Shimo

Posted on Apr 29

Where ReAct Agents Are Actually Needed in Business

#programming #ai #discuss

The Discomfort

As someone building AI agents, I keep running into a discomfort I cannot shake when I read the README of current agent products.

"Run on a $5 VPS." "Spawn isolated subagents." "Self-improving." "Cron scheduling, running unattended." "Voice memo transcription via Telegram."

The vocabulary is entirely demo vocabulary. Not a single word of business vocabulary appears. Audit. Approval workflow. Role-based access control. Change management. SLA. DR. These are the words that real-world deployments take for granted, but they don't show up in the READMEs of typical agent products.

It seems to me that these aren't designed with production operation in mind. They don't appear to have production in their line of sight.

At first I thought "maybe I'm just biased toward business sensibilities." But it wasn't that. The real source of the discomfort sat somewhere else, I noticed. Most current agent products take the ReAct autonomous loop too much for granted as the essence of an agent. And when you actually try to introduce AI into a business, the territory where ReAct agents are legitimately needed turns out to be very narrow once you implement it.

Premise: How ReAct Works

Let me lay out ReAct first.

ReAct is a way of running LLM agents proposed by Yao et al. in 2022 (paper: "ReAct: Synergizing Reasoning and Acting in Language Models", arXiv:2210.03629). It loops through three elements as a single set:

Thought: The LLM reasons in language about how to interpret the current situation and what to do next
Action: It calls an external tool — search, browser, file operations, etc.
Observation: It reads the result returned by the tool

The loop runs until the LLM itself decides "I have enough information now." The key is that the LLM decides the next action on its own every turn. The procedure isn't written ahead of time, so how many times tools are called, which tools are used, and when it ends are all decided at runtime.

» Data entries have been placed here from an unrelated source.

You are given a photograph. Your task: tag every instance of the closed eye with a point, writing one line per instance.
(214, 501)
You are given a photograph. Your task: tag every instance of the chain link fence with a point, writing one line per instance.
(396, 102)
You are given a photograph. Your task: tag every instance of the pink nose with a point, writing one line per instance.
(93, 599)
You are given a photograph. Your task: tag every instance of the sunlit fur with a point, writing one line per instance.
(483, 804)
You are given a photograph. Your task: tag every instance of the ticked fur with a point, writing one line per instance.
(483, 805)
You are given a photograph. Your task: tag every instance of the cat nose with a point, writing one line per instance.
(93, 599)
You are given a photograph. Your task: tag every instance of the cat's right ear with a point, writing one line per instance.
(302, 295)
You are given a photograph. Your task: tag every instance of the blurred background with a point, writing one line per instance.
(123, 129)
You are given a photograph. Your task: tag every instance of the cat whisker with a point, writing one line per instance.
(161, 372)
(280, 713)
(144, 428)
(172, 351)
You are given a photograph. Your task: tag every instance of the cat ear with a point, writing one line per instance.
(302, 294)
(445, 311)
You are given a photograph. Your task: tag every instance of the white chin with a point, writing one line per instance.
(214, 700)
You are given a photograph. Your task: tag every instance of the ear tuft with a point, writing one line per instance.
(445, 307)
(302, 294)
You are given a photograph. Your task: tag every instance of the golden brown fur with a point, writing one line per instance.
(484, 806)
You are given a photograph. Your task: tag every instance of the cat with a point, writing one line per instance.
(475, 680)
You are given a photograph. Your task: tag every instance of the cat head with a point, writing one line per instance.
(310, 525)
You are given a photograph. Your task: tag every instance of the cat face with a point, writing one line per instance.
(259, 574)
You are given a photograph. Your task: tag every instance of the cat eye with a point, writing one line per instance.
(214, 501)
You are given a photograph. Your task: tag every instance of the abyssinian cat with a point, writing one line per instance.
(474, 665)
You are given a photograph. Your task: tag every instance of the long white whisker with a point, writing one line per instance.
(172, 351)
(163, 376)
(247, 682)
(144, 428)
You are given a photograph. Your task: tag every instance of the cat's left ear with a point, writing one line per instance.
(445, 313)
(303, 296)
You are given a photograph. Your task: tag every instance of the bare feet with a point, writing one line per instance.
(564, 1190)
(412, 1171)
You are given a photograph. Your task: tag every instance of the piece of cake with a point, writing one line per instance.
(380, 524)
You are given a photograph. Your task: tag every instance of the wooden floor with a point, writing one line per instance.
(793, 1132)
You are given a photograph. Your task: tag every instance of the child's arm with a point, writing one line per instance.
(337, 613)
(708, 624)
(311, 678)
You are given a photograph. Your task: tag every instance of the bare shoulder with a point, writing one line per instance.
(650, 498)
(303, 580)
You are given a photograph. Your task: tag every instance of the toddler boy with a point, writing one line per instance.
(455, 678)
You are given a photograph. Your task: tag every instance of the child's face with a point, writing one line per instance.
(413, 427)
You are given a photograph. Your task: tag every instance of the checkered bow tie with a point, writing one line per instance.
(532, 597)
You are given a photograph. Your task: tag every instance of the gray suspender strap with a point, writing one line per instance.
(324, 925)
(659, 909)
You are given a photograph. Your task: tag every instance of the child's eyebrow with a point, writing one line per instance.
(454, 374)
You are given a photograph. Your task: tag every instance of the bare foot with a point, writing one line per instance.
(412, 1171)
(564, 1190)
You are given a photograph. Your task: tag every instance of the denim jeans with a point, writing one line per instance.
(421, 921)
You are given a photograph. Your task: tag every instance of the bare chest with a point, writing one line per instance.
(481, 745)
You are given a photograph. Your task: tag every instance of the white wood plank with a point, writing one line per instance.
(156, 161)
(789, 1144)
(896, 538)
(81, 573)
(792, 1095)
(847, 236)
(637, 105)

For reference, the paper's evaluation targets were HotpotQA (open-domain QA), Fever (fact verification), ALFWorld (interactive exploration in a household environment), and WebShop (open-ended product search). All of these are tasks that demand exploration in unknown environments or open-ended information integration. Application to business workflow isn't discussed in the paper.

This is ReAct's strength, and at the same time its weight. Precisely because everything is decided dynamically, when you map it onto business, the unnecessary cases dominate. I'll dissect this through four quadrants.

Looking at Business AI in Four Quadrants

When you introduce AI into business, the nature of the work splits across four quadrants along two axes.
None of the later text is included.